The Tight Connection, however, is about surface and sound. The songwriting is almost intentionally thinner, as if the vocals were very much an afterthought to the bopping synthesizers that form the base of the songs. And Dykes’ vocals retain more of the detached boredom of ’80s new wave than Cracknell’s, making her sound closer to Debbie Harry or even Nena (yes, really). In fact, I Am the World Trade Center do a very literal (though guitarless) cover of Blondie’s “Call Me” here — you’d swear it’s a karaoke version — as well as the more unconventional choice of the Stone Roses’ “Shoot You Down”. “Call Me” may have been too obvious a choice, really — since it’s no leap of logic to compare Dykes to Harry, listeners don’t need to be clubbed over the head with their similarities — but keep in mind again that I Am the World Trade Center are not to be taken fully seriously. This is a fun, lightweight side project.
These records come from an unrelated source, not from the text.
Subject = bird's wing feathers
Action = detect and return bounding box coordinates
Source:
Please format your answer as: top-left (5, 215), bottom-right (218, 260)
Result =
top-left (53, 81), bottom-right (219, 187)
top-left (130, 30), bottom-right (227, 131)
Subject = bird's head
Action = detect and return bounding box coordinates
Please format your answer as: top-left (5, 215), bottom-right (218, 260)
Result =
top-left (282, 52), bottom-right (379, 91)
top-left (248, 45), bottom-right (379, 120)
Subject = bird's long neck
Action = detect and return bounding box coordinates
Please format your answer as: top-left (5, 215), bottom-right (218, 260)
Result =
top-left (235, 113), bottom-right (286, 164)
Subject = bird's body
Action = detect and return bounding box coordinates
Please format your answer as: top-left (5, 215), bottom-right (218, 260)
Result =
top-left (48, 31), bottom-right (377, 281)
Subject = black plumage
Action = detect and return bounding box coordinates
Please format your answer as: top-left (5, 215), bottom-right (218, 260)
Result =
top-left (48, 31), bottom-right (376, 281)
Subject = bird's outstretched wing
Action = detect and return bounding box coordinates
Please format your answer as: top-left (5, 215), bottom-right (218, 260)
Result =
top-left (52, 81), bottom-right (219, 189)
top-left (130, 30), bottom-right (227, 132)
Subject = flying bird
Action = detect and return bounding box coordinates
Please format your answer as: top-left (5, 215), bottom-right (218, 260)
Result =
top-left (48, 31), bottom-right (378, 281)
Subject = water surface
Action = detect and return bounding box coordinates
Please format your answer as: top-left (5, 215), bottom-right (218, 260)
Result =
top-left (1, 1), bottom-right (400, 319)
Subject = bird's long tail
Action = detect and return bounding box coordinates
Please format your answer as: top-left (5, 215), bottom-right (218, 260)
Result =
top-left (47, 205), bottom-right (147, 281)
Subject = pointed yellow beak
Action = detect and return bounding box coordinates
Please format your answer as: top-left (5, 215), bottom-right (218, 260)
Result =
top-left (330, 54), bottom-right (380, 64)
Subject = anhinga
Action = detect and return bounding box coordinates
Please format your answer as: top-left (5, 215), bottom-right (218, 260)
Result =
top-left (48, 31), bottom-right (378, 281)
And it sounds like the ear candy that it is.

Now, with that, one might find it suspicious that this article has not yet analyzed the band’s name, which brings to mind the creepy images of last September 11th and the World Trade Center’s collapse. Inevitably, I Am the World Trade Center (who did choose their name long before September 11th, and, in my opinion, have no real reason to change it) will garner most of their attention from the media and listeners because of their name, and many of them will be shocked — shocked, I tell you! — that the band didn’t change their name out of respect for the victims. And most other reviews of The Tight Connection will probably mention this connection with a mixture of surprise and disgust in the opening few paragraphs. One particularly clueless reviewer said that “those looking for some sort of response to September 11 will doubtless be surprised by the group’s failure to address the tragedy in any way. In place of catharsis, I Am the World Trade Center offers up simple pop melodies sung with very little conviction over 1980s-style Casio electronica.” Uh, yeah. Since the band — who are really as much an art project as a pop band — have been thrust into a much brighter spotlight than expected or intended, there will undoubtedly be countless masses who don’t “get” them, people who think their name is a tacky, commercialistic play on a massive tragedy, and midwestern soccer moms will wonder “what this world has come to”. But I disagree with what our clueless reviewer stated; I Am the World Trade Center do not — and should not, even — have made a direct response to the September 11th attacks. That would be lying about what they are about, altering the concept of their art project to then pander to the masses and, in effect, that would be the greatest sell-out/cash-in that they could’ve possibly concocted. For I Am the World Trade Center to stick with their sound and put out a solid sophomore record is in line with George Dubya’s request for U.S citizens to go about our lives as normal, as opposed to if I Am the World Trade Center had named the album “Tribute to Heroes” and tossed in a cover of “Won’t Get Fooled Again”. Or something.